"premature optimization is the root of all evil"
In terms of database programming, I think this quote is nonsense. It is extremely expensive to re-write your whole application because your developers don't care to write efficient code the first time. All t-sql code should be thought of in terms of how it will affect database performance second (data integrity is, of course, first). Perfomance should trump everything except data integrity.
Yes, there are optimization things you shouldn't do until you have issues, but some things should be done as a matter of course and not fixed later. It takes no more time to write code that has a better chance of being efficient than code which will not be once you understand how you are affecting efficiency with the bad code. Cervo's discussion of cursor code is one example. Set-based actions are almost always much faster than cursor solutions, so cursors should not ever be written initially when a set-based solution will do. It almost always takes me less time to write a set-based solution that it would to write a cursor, but the only way to get that way is to never write cursors.

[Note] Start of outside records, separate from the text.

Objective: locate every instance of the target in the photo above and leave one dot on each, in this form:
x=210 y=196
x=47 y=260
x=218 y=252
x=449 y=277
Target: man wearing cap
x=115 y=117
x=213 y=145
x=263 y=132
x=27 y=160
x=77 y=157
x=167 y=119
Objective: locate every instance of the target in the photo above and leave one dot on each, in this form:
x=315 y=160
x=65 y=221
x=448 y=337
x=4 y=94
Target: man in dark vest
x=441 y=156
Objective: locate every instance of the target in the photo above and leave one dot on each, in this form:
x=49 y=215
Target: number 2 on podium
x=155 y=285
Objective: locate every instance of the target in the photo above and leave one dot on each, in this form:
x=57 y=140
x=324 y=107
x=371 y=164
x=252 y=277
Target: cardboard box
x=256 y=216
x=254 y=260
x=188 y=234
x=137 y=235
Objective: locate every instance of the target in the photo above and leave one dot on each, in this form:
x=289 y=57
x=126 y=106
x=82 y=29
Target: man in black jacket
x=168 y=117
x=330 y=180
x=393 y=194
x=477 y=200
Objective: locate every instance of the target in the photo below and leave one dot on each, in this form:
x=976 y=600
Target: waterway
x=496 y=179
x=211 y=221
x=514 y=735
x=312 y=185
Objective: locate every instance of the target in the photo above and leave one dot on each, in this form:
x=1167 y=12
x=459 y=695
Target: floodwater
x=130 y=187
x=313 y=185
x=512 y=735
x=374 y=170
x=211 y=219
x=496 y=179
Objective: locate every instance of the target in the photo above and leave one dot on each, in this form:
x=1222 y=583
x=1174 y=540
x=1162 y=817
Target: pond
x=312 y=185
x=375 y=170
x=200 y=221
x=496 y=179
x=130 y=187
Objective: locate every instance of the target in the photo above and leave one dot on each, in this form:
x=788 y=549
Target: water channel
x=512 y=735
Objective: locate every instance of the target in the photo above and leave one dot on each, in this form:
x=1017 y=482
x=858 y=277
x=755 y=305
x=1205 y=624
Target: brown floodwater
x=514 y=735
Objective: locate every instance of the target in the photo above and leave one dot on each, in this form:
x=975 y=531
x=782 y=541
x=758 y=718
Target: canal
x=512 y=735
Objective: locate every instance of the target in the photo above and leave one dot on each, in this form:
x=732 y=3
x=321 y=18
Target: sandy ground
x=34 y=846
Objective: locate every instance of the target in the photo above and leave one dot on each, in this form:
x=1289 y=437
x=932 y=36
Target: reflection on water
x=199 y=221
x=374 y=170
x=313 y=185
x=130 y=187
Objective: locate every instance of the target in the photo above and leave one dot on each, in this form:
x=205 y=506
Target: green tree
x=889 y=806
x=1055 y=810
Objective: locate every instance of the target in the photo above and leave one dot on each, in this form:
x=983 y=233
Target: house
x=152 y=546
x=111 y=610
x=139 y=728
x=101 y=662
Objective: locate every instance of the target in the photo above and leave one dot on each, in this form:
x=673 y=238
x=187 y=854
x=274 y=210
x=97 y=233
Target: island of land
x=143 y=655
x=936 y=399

And there is no reason to ever use select * instead of specifying your field names. In MSSQL you can drag those names over from the object explorer so you can't tell me it's too hard to do that. But by specyfying only the fields you actually need, you save network resources and database server resources and web server resources. So why should a programmer ever take the lazy option of select * and worry about optimizing later?
The same thing with indexes. You say you do a minimal set of indexes. Depending on how you define minimal, that could be ok, but it is critical to have indexes on all foreign keys and I wouldn't want to push a database that didn't have indexes on a few fields that are most often in the where clauses. If your users are outside clients and not internal, they won't complain about how slow your site is, they will go elsewhere. It only makes busness sense to plan for efficient database access from the start.
One of my main concerns about failing to consider efficiency from the beginning is that the first couple of times that things are too slow companies tend to just throw more equipment at the issue rather than performance tune. By the time people start performacne tuning you have a several gigabyte or more database with many unhappy customers who are getting timeouts more than results. At this point, often almost everything in the database has to be re-written and in the meantime you are losing customers. I remember providing support at one company with a commercial application that it literally took ten minutes for the customer service reps to move from one screen to another while they were trying to help already disgruntled customers on the phone. You can imagine how many customers the company lost due to poorly designed database queries in the commercial product that we could not change.